Housing Issues in North Tahoe Truckee
North Lake Tahoe continues to be one of the most sought-after destinations, and one of the most in crisis. Well before the pandemic, the lake was seeing more vacationers and permanent residents than ever before. During the pandemic, residents from nearby areas, such as the Bay Area, left shut down cities to be closer to the outdoors. Many new homes were purchased, and vacation homes converted to primary residences.
As a result, those making the lowest incomes are not only in dire need of housing, but those in the middle class or “missing middle” as well: According to the MHC’s latest needs assessment, Demand is most acute for households earning between 30-60% and 80 – 120% of the area’s median income (AMI). The lack of affordable housing for the “missing middle” means that, as pandemic restrictions ease and demand for vacation services increases, North Lake may not have the people or infrastructure to meet it.
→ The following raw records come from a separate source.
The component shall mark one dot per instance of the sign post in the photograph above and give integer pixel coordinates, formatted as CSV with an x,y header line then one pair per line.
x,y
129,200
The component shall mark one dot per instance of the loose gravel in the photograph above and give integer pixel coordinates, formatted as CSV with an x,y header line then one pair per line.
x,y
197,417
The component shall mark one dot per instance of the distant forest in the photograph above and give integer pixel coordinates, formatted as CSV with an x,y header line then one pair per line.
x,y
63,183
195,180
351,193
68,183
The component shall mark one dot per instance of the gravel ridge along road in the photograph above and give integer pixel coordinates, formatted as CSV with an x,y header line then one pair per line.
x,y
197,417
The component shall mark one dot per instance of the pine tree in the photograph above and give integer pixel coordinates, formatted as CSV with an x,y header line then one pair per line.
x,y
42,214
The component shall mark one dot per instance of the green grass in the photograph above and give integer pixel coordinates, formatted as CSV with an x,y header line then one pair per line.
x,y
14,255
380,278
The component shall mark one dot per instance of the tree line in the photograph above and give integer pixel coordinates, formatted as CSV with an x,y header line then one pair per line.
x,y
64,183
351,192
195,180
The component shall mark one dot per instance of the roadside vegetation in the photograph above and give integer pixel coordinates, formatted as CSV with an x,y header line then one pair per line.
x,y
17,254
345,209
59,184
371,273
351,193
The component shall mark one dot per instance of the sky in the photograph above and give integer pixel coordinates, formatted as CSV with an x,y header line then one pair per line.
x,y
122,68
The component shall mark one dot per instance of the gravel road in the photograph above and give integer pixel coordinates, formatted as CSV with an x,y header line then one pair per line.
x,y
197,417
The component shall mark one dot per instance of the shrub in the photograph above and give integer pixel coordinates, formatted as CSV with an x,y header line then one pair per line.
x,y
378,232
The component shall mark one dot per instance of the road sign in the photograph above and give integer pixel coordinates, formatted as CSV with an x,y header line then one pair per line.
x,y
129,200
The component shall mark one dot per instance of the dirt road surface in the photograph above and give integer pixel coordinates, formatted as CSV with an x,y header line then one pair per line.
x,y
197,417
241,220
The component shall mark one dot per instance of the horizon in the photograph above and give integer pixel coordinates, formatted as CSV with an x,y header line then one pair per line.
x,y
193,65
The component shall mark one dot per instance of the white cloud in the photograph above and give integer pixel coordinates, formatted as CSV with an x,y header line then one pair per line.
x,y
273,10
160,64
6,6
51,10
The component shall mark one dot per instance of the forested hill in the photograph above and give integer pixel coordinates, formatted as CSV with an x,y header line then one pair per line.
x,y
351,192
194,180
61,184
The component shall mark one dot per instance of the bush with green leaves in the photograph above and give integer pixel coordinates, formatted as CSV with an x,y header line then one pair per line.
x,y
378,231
Over the last decade, as Tahoe has gained popularity as both a vacation destination and, more recently, as a permanent destination, the income gap in California has been steadily rising. The housing crisis is arguably a symptom of widening inequality gaps, which were only exacerbated by the pandemic. Those able to work remotely were disproportionately wealthier and better situated to leave cities to find housing in idyllic areas like North Tahoe Truckee because they could afford it.
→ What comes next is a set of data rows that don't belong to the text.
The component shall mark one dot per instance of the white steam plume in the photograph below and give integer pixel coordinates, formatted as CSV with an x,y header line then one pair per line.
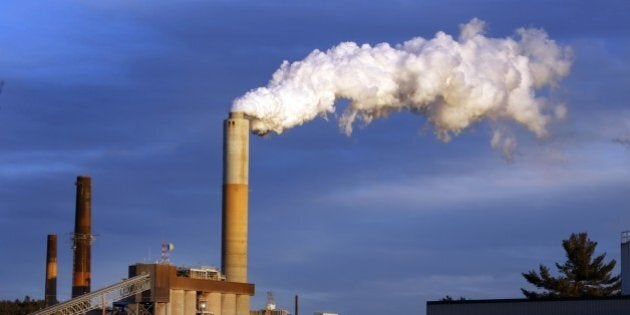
x,y
455,83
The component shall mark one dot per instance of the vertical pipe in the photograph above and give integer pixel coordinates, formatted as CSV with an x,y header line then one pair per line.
x,y
82,238
50,290
625,263
235,197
Over 2,000 new residents came to this area alone during the pandemic. According to Landing Locals, an organization the Tahoe Truckee Community Foundation helped to start in order to help match local residents with long-term rentals, the cost of rent in Truckee climbed by 25-50 percent just in the first half of 2021. Affordable options are not only hard to find, but existing options are becoming so priced up and sought-after that homeowners are selling, forcing long-term renters out of their homes, many of whom have had to leave the area entirely. Nearly half of the people seen by Landing Locals are seeking housing because the homes they were renting have been sold or reoccupied.
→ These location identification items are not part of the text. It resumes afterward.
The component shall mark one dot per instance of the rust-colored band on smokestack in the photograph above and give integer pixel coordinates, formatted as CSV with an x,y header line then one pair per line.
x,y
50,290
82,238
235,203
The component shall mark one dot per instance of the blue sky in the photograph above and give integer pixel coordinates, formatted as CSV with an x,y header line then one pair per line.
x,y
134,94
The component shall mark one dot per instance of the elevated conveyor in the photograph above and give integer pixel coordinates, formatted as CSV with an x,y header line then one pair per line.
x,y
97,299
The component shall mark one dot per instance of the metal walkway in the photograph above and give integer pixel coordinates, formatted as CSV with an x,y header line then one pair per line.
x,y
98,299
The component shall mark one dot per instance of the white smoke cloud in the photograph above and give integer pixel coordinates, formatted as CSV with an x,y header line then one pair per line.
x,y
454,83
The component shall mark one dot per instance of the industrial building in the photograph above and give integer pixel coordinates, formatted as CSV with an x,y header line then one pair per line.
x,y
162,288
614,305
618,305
This translates to serious impacts for local businesses, who experience worker shortages and turnover when workers cannot find a place to live, regardless of their income, as well as all residents and vacationers in the region, who often cannot obtain services or products due to labor shortages.
Mountain Housing Council partners are working around the clock on solutions: policies limiting short-term rentals, grant programs that provide up to $10,000 for homeowners to rent to local workforce, first time homebuyer assistance, and deed restricted housing programs in both Truckee and Placer County are just some of the programs partners have come up with to help chip away at the issue.